Eu perdi o meu emprego, eu não estou mais trabalhando em escola por questões de racismo institucional, de lesbofobia e por eu ser mulher. Você percebe que o tempo todo o que as pessoas vão falar para a gente é: pare, não vá. Porque você vai ser engolida pelo sistema e realmente a gente vai ser engolida pelo sistema, a gente vai levar porrada do sistema. Mas eu e as minhas colegas, a gente escolheu não parar.

A gente sabe o que vai acontecer, eu posso ser a próxima Luana, sim. Eu moro em uma periferia, eu ando nas ruas sozinha, eu não conto com o Estado para isso. Eu aprendi nesse final de ano que não, o Estado não está aí para mim, eu não tenho direito civil, eu não tenho direito a nada. Quando eu falo que sofri lesbofobia, as pessoas acham que é mimimi. Quando eu falo que sofri racismo, me pedem provas – como se alguém fosse assinar que é racista. Isso não existe, porque a pessoa sabe que é crime, mas mesmo assim ela comete.

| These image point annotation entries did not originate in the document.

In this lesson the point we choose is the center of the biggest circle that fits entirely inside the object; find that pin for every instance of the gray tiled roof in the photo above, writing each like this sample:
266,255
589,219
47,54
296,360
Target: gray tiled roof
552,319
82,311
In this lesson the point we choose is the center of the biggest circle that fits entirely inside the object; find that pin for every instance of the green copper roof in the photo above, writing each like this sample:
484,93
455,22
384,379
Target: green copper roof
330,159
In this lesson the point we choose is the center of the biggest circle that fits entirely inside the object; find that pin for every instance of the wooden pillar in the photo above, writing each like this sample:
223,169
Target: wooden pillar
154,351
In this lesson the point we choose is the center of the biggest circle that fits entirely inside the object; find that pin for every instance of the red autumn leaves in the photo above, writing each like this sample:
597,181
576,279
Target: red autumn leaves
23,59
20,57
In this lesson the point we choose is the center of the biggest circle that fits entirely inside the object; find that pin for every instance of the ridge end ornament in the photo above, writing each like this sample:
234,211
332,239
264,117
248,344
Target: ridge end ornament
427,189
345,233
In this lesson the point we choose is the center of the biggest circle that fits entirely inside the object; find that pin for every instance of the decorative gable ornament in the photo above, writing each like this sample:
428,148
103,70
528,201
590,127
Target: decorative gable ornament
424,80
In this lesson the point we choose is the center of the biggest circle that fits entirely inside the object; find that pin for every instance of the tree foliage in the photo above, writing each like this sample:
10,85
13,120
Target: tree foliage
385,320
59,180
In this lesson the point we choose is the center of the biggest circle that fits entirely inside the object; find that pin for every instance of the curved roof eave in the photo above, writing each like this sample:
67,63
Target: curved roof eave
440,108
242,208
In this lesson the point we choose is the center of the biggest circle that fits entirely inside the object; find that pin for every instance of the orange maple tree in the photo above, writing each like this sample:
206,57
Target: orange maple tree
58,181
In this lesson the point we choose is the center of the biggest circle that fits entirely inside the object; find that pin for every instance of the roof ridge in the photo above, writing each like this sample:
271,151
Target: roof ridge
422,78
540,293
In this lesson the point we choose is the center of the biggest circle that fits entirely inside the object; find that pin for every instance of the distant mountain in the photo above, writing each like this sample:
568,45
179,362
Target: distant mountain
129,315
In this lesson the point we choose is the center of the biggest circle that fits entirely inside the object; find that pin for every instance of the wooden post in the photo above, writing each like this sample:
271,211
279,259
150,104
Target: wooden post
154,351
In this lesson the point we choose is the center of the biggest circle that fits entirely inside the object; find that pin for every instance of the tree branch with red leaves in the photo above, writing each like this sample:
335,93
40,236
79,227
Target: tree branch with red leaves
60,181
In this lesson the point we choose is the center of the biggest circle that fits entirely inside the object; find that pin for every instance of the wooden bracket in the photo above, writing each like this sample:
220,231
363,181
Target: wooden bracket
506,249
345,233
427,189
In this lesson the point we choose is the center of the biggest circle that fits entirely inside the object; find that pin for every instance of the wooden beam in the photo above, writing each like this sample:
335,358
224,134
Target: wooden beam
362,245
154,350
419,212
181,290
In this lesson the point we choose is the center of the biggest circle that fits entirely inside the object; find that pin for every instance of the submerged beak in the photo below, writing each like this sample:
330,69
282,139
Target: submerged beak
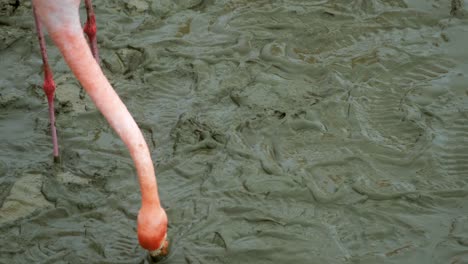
160,253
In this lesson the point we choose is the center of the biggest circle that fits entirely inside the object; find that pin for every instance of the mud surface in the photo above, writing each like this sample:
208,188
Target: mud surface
291,131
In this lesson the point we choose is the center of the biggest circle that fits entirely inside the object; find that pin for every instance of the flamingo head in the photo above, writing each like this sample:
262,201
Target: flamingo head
152,231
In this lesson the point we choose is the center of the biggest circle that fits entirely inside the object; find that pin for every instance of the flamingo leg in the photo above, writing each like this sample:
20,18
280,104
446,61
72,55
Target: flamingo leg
90,29
48,86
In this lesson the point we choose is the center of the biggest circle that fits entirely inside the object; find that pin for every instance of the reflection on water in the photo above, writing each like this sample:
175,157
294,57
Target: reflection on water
284,131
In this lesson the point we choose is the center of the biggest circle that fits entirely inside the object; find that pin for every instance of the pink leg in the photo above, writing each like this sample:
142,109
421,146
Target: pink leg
49,85
90,29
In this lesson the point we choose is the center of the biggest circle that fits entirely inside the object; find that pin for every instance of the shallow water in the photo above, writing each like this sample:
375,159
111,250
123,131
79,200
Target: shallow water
290,131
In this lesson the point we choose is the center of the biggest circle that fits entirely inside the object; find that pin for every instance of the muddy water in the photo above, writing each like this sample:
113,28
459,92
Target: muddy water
290,131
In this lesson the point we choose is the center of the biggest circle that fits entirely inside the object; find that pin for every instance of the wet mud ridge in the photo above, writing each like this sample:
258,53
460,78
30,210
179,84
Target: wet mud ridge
283,132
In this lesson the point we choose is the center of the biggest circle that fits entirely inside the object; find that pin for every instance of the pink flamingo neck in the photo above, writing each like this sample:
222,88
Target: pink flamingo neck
63,24
78,56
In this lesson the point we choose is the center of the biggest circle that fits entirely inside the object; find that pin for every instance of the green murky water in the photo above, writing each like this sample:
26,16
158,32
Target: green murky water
289,131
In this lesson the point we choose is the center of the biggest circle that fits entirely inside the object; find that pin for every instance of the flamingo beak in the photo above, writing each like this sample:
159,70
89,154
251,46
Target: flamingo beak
160,253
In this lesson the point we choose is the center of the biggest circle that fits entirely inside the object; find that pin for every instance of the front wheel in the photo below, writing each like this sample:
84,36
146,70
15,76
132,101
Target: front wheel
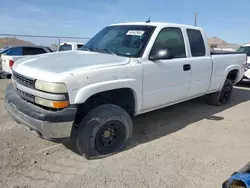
223,96
103,131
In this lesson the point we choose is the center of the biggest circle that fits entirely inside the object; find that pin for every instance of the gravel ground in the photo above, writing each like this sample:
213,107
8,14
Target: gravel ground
186,145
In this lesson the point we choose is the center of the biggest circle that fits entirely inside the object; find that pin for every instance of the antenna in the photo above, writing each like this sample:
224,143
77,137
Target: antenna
195,19
148,20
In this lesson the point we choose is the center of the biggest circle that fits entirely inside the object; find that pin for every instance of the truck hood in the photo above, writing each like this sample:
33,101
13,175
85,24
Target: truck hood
60,62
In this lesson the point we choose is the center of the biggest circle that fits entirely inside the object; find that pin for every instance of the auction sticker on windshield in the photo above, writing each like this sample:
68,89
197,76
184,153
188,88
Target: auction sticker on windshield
135,32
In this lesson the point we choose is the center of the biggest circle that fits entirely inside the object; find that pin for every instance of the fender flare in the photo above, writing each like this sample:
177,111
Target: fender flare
89,90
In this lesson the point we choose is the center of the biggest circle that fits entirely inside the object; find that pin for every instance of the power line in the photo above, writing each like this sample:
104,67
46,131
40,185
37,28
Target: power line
14,35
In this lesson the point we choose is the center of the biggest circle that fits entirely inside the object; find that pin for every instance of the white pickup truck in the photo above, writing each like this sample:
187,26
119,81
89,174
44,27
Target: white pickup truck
12,54
246,49
90,95
66,46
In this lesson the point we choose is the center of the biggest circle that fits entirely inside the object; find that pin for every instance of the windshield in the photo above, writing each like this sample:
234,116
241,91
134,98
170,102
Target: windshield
125,40
245,49
65,47
4,51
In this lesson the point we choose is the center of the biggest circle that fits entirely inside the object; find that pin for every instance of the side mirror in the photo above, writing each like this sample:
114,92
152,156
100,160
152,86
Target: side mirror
161,54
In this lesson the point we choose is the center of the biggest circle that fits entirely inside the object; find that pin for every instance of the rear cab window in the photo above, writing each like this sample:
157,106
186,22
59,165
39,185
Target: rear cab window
79,46
245,49
16,51
65,47
172,39
196,42
33,51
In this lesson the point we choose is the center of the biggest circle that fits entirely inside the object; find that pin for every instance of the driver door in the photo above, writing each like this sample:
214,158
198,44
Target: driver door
166,81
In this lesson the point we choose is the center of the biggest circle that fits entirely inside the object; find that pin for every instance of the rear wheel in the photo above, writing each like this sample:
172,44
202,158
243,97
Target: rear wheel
103,131
223,96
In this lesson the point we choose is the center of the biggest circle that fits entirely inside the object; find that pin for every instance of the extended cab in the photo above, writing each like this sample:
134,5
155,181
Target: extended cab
90,95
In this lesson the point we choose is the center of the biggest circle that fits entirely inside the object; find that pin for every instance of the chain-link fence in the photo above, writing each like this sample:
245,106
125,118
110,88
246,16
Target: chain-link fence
50,41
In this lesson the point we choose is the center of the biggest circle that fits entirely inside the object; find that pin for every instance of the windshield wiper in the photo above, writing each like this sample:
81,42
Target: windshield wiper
103,49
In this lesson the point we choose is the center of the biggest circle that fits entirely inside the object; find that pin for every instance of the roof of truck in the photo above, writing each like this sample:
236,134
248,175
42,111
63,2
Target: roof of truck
246,44
158,24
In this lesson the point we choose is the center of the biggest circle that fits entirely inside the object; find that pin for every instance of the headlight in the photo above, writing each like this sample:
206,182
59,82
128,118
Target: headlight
51,104
50,86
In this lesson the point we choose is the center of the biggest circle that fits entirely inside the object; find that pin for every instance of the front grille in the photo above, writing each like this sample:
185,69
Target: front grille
23,80
26,96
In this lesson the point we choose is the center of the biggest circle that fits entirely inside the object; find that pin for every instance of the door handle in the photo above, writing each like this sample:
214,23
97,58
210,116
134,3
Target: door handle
186,67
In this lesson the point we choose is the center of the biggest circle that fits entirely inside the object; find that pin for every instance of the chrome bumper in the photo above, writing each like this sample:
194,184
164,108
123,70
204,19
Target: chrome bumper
46,124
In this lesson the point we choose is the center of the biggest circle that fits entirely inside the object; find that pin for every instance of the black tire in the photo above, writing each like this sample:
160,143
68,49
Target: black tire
90,139
223,96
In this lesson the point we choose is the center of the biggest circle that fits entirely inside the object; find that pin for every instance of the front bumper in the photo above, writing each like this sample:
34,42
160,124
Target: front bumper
50,125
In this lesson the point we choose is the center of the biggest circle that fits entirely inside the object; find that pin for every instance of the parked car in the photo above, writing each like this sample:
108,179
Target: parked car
66,46
246,49
90,95
12,54
2,51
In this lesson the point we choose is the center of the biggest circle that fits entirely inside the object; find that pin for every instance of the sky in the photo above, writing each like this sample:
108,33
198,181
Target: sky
226,19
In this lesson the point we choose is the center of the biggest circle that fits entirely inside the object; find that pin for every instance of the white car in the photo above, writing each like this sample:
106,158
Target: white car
246,49
66,46
90,95
12,54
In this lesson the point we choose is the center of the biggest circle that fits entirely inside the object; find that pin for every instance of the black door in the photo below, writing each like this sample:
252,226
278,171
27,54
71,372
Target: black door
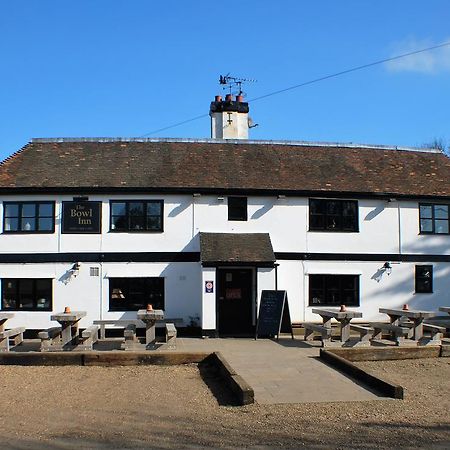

E o Estado reforça isso de forma muito, muito bruta.  Então, você vai ser tirada do mercado de trabalho, sim. Você vai caminhar sozinha, sim. E as únicas pessoas com quem você pode contar são pessoas como você, pessoas que estão com o psicológico tão ferrado quanto o seu. Me falam: ah, mas vocês podem se tratar e tal. Amiga, a gente tem outras coisas, entendeu? Eu tenho que pagar minhas contas, tem mina lésbica aí que está sozinha, sofrendo ameaça do marido e ela tem que sustentar o filho, ir para a faculdade, tem que tentar melhorar. A gente não conta com a família, grande parte não conta com a família, e é isso que as pessoas não percebem.

Não tem como você falar de uma forma positiva, quando falam para mim: as coisas estão melhorando. Eu sinto muito dizer, eu não consigo ser positiva nesse aspecto, não há melhora nisso. Principalmente para as mulheres lésbicas e lésbicas que estão vulneráveis. Eu sou acadêmica? Eu sou acadêmica, mas, ainda assim, na periferia eu sou uma mulher lésbica da periferia. O meu diploma não está na minha cara, eles não querem saber, ninguém vê isso.

Tem muita mulher ainda para trás. O feminismo parece que avançou, mas avançou para algumas mulheres. Para a maioria delas, não. Tem muitas mulheres aí na rua ainda que nem sabem o que é, não sabem os direitos que adquiriram, estão batendo cabeça. Uma coisa que a gente tem que prestar a atenção – melhorou para qual mulher?